The Swiss Federal Office of Energy has honoured an optimisation algorithm develo
The Swiss Federal Office of Energy has honoured an optimisation algorithm developed by researchers and AEW Energie that helps to make the expansion of solar energy more grid-friendly. (Photograph: AEW Energie AG)
Researchers from the Automatic Control Laboratory and the electricity supplier AEW Energie AG have won the 2024 Watt d’Or award in the Energy Technologies category. Their algorithm, which was implemented at AEW Energie, makes it possible to optimise electricity grid operations.

For the seventeenth time, the Swiss Federal Office of Energy has awarded Switzerland’s Watt d’Or energy prize - and ETH Zurich is one of the winners. ETH received the award in the Energy Technologies category in collaboration with AEW Energie AG. The Watt d’Or has been honouring pioneering projects and achievements in the energy sector since 2007.

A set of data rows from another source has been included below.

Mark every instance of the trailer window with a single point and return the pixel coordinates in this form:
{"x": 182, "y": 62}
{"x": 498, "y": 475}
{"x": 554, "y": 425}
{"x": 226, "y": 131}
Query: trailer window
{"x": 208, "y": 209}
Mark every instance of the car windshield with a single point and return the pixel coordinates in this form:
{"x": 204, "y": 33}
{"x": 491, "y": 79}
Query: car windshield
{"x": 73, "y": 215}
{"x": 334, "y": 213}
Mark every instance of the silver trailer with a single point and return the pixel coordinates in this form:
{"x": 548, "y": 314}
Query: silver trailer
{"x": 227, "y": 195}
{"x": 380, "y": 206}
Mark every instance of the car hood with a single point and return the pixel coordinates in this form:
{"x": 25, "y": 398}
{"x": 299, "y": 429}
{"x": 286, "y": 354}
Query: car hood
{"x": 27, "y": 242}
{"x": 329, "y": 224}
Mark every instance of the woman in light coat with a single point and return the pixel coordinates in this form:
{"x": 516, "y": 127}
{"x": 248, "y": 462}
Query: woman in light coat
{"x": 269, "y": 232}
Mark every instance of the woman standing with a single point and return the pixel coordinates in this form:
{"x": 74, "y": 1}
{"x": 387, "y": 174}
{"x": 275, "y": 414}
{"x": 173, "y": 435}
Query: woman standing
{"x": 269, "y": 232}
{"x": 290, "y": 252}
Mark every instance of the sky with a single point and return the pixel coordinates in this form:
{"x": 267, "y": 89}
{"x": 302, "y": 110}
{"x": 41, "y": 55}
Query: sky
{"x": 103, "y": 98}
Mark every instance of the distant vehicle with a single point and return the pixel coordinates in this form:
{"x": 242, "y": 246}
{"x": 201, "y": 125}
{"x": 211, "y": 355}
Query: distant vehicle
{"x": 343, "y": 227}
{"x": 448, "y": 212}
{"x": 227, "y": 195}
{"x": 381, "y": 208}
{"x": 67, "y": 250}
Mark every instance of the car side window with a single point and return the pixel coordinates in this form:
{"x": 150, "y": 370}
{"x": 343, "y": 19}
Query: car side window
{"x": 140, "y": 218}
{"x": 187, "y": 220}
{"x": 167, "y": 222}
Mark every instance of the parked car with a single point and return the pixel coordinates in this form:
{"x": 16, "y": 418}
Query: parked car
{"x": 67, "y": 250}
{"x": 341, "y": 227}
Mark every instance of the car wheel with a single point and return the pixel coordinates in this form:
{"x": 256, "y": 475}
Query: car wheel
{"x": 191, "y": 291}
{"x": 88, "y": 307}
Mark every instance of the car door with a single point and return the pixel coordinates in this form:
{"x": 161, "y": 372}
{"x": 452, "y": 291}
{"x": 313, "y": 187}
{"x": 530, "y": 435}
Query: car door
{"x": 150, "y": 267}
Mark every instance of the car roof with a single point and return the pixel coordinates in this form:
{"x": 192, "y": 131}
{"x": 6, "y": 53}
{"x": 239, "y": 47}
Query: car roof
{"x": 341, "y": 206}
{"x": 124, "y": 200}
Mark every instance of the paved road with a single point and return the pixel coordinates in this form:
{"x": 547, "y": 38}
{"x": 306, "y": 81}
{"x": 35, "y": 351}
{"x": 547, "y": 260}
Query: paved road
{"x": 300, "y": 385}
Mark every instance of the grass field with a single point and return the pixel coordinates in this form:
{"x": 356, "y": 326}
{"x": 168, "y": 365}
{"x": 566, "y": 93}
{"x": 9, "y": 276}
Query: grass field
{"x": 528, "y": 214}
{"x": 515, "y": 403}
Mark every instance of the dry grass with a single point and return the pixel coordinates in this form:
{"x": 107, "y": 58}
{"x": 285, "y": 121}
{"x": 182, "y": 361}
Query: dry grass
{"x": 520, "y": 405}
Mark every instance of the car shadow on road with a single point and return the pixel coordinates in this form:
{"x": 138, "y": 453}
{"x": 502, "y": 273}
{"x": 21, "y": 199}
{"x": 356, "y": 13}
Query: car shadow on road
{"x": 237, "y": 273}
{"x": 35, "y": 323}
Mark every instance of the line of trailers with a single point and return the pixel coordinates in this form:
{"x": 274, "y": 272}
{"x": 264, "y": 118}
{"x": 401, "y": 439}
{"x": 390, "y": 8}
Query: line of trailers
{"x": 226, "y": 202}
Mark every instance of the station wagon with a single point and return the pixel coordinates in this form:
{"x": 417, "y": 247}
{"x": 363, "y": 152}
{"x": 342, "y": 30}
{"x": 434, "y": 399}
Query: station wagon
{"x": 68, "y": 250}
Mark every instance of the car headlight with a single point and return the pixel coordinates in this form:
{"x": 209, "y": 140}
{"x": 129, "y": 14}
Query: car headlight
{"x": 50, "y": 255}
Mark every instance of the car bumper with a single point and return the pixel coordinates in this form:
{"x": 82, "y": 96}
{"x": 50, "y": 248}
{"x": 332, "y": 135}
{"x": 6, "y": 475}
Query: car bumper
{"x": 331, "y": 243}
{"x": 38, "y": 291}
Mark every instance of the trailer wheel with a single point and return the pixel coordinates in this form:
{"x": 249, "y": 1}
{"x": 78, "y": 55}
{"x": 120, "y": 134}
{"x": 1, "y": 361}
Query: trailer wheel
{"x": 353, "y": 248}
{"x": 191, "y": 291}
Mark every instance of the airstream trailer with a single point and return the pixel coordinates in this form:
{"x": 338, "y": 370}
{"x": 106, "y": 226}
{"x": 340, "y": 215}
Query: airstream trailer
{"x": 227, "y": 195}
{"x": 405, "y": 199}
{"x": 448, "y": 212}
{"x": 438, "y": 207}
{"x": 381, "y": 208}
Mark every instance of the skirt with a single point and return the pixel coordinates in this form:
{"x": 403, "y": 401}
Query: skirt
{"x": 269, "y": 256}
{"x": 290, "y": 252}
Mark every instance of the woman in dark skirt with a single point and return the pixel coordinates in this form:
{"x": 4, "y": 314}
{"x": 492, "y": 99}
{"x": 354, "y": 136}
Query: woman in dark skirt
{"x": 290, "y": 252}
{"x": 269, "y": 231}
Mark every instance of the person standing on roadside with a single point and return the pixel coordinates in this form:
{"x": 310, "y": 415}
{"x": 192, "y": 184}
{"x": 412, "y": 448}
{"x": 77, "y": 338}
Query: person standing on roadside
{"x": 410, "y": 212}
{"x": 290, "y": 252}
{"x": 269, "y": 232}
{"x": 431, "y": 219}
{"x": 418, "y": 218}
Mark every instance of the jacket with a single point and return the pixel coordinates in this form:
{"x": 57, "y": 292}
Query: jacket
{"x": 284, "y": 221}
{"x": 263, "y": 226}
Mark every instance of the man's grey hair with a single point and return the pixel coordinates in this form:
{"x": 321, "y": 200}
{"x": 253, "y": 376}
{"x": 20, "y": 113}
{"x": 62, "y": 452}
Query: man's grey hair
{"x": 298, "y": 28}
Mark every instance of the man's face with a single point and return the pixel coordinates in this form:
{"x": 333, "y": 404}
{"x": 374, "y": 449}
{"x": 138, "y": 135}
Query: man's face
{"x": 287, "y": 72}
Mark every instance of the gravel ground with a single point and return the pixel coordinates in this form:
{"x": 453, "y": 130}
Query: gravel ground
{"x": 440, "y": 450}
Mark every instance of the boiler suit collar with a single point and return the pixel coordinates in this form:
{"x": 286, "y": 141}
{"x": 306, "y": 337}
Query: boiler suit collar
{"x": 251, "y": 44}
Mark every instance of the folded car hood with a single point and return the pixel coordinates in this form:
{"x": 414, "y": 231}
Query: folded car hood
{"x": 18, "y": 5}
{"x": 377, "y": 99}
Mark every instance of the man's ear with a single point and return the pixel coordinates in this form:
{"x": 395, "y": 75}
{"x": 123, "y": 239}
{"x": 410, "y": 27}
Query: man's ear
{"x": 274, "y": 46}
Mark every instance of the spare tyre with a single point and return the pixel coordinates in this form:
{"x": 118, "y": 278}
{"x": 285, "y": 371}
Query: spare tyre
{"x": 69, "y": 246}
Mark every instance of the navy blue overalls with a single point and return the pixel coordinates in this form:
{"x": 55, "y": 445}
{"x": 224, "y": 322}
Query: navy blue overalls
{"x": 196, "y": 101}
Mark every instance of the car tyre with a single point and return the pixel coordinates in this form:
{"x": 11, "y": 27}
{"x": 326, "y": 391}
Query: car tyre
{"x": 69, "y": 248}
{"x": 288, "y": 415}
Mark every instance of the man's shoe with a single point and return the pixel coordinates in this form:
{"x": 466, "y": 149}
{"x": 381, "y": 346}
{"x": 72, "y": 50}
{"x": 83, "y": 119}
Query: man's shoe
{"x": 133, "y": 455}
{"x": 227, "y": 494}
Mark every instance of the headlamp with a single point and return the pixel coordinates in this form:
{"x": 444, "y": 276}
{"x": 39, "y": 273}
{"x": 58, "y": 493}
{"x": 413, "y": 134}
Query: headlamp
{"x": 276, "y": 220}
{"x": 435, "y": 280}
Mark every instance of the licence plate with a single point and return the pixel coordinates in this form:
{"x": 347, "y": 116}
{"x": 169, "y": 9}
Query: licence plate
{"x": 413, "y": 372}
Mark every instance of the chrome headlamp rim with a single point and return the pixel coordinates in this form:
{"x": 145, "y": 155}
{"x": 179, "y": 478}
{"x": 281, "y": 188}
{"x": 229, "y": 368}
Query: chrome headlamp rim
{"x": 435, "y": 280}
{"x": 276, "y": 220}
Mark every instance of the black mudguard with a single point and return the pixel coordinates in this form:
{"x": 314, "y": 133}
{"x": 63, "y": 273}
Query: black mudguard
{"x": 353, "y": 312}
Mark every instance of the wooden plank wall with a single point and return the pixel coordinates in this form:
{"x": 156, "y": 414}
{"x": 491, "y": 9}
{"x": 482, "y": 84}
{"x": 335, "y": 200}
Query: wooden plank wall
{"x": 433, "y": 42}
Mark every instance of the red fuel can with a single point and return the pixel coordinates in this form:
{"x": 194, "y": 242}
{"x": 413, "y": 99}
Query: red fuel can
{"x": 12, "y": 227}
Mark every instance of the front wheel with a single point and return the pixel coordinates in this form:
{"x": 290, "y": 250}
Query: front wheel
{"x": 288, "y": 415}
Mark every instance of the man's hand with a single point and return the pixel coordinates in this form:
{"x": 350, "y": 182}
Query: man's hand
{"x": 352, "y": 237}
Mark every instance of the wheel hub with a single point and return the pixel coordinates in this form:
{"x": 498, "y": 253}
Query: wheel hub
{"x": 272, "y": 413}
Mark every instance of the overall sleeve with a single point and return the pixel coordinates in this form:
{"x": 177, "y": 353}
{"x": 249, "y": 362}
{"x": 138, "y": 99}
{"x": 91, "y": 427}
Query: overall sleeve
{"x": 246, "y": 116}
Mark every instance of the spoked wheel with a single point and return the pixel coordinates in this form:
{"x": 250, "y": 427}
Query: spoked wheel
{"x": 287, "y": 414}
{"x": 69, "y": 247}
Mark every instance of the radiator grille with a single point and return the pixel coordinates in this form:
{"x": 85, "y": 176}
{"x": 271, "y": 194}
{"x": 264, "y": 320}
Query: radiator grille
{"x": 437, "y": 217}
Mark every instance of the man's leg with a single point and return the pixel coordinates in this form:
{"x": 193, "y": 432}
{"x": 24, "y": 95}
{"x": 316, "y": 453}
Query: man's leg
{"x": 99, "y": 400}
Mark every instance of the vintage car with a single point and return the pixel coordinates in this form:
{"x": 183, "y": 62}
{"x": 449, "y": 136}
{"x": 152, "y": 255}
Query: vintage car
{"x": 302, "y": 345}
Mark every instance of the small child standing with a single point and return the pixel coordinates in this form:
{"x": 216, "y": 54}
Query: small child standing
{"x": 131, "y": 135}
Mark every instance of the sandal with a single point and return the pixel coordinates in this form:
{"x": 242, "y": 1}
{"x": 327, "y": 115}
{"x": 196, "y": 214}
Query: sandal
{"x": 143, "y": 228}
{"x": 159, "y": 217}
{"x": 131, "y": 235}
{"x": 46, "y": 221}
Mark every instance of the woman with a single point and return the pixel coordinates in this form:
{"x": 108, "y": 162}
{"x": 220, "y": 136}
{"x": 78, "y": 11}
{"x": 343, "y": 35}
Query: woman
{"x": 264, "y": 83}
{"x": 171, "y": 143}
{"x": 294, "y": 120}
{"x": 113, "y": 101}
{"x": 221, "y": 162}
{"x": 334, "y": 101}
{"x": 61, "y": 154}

researchers Lukas Ortmann and Saverio Bolognani from the group led by Florian Dörfler, Professor at the ETH Automatic Control Laboratory, have been awarded the Watt d’Or for developing an algorithm, together with associated online feedback optimisation software, that can be used to solve an optimisation problem in the electricity grid. Specifically, they implemented their algorithm in the real-world environment of the AEW Energie electricity grid in a way that meant photovoltaic systems not only supply renewable electricity, but at the same time help to optimise reactive power.

Optimised, faultless grid operation thanks to real-time data

The researchers’ collaboration with AEW Energie came about through the National Centre of Competence in Research "Dependable, ubiquitous automation" (NCCR Automation). Ortmann, now Professor of Control Engineering at the Eastern Switzerland University of Applied Sciences in Rapperswil, reports that they conducted a pilot project to test their optimisation software on an AEW Energie solar plant. Real-time information from the software is used to control the plant’s reactive power output in an attempt to conform as closely as possible to the reactive power in the grid, for instance to quickly reduce excessively high voltages.

Reactive power is a flow of electrical energy that consumers don’t use. In an alternating-current grid, it can be used to manage the voltage. The electricity grid requires reactive power for safe operation. Inverters convert direct current from a generator such as a photovoltaic system into alternating current for the grid. Thanks to the ETH software, the inverters now produce voltage-reducing or voltage-increasing reactive power, which is used to optimise the reactive power available in the grid.

What makes the ETH algorithm innovative and useful is that it is based on real-time data from the AEW electricity grid, so it can adjust the reactive power to the prevailing situation in a way that optimises the local flow of reactive power. The algorithm learns from real-time readings of voltage and reactive power how to guide the grid into its optimum operating state.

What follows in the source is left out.